Thursday's Reign of Destruction
Today started out ok. It was 75 and sunny again and the various talk shows on my local NPR affiliate were interesting enough. And then came lunch.
I was in kind of a rush to find some lunch as I hadn't scheduled my deliveries very well and it was 2:30pm by the time I was free. I ended up in Sebastopol which isn't my normal stomping ground, so the restaurants there are foreign to me.
As I drove by a strip mall I noticed a little place that said "Restaurant" above the door. I was indeed searching for a restaurant, and the little window decal declaring that they sell pizza by the slice sealed the deal. I went in and ordered a slice of "Italian Cheese Pizza" and a pink grapefruit juice squeeze, then sat down at a table.
They guy who had taken my order brought over my juice squeeze and a warm iceless glass of water with some stuff floating in it. The couple at the table next to me got the same glass of floaters and they inquired as to what it was. They guy said it was lemon, but upon taking a sip of my water, I detected not a hint of lemon. I concentrated on my juice squeeze.
When my pizza arrived I was thoroughly unimpressed. It looked like a Safeway select frozen pizza, and it tasted like the chef had undercooked the box. The dough was oddly hard, and yet felt undercooked at the edges. The cheese wasn't really melty or stringy as cheese should be. It was the taste and consistency of pizza-temperature wax. (Although I'm sure many a scented candle has more taste than this cheese did.)
When I went to pay, the guy asked how the slice was, and just as I was answering I read his shirt: "Slice of Life, Vegan Cuisine." "Um, good," I responded. On the way back to the depot I stopped to buy a Häagen Dazs bar.
When I got home I checked my email, played with Norbert for a while, and then ventured into the bathroom to contemplate life for a while. My contemplation was put on hold as I rounded the corner and discovered glass covering the floor and filling the tub. Apparently while I was at work my right shower door exploded. My first thought was that Norbert was somehow involved, but I was assured that shower doors are made of tempered glass and I would be hard pressed to break it even if I fired Norbert out of a cannon right into the door. (Which I was tempted to do when I first saw the destruction.)

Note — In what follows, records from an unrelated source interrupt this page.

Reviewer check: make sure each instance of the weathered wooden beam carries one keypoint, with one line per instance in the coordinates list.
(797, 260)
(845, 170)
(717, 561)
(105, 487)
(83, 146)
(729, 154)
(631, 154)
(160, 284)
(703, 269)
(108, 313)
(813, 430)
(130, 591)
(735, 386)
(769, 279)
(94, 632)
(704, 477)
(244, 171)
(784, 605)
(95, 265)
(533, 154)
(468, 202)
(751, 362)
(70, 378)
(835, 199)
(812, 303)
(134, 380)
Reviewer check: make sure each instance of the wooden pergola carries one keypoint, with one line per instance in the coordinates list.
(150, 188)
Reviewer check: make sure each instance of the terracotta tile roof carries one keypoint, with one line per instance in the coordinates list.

So my shower is out of commission for a day or two. (I really hope it's not more.) And I'm pretty sure my landlord thinks I did it. I'm hoping her parents were home and heard it break sometime between the hours of 8am and 5pm when I was safely North of the Golden Gate Bridge. I want them to know that it wasn't my fault so they can feel bad about me having to scrounge around borrowing people's showers.